A regular transducer would be perfect for this task; but unfortunately those aren't exactly commonly found in class libraries...

Eamon Nerbonne
This basically works, but if you encounter a comment around some tags, e.g. <!-- <tag>Hello</tag> -->, the closing "-->" will stay there (and also the "Hello" inside the tag). But it should be good enough for my needs at the moment.
darklight
If string offsets weren't an issue, you could simply use the XPath expression "//text()" - padded with whitespace to fill the same string-length...
Eamon Nerbonne
+1  A: 
Pattern p = Pattern.compile("<[^>]+>[^<]*]+>");

In the spirit of You Can't Parse XML With Regexp, you do know that's not an adequate pattern for arbitrary XML, right? (It's perfectly valid to have a > character in an attribute value, for example, not to mention other non-tag constructs.)

I have found no simple way to get the length of the tags that match my regular expression.

Instead of using replaceAll, repeatedly call find on the Matcher.
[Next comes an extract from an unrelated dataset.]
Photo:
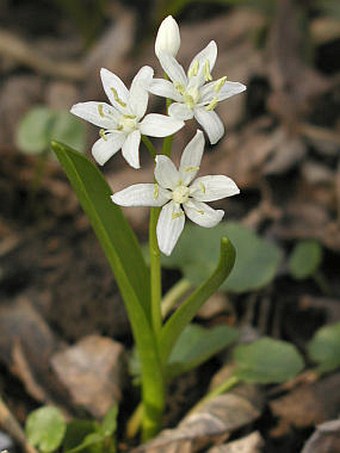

You can then read start/end to get the indexes to replace, or use the appendReplacement method on a buffer. eg.

StringBuffer b= new StringBuffer();
while (m.find()) {
    String spaces= StringUtils.repeat(" ", m.end()-m.start());
    m.appendReplacement(b, spaces);
}
m.appendTail(b);
stringWithXMLContent= b.toString();

(StringUtils comes from Apache Commons. For more background and library-free alternatives see this question.)

bobince
Thanks, this is exactly the functionality of the Matcher I have been looking for!
darklight
+1  A: 

Why not use an xml pull parser and simply echo everything that you want to keep as you encounter it, e.g. character content and whenever you reach a start or end tag find out the length using the name of the element, plus any attributes that it has and write the appropriate number of spaces.

The SAX API also has callbacks for ignoreable whitespace. So you can also echo all whitespace that occurs in your document.

DaveJohnston
A: 

Hi

Maybe m.start() and m.end() can help.

m.start() => "The index of the first character matched" m.end() => "The offset after the last character matched"

(m.end() - m.start())-2 and you know how many /s you need.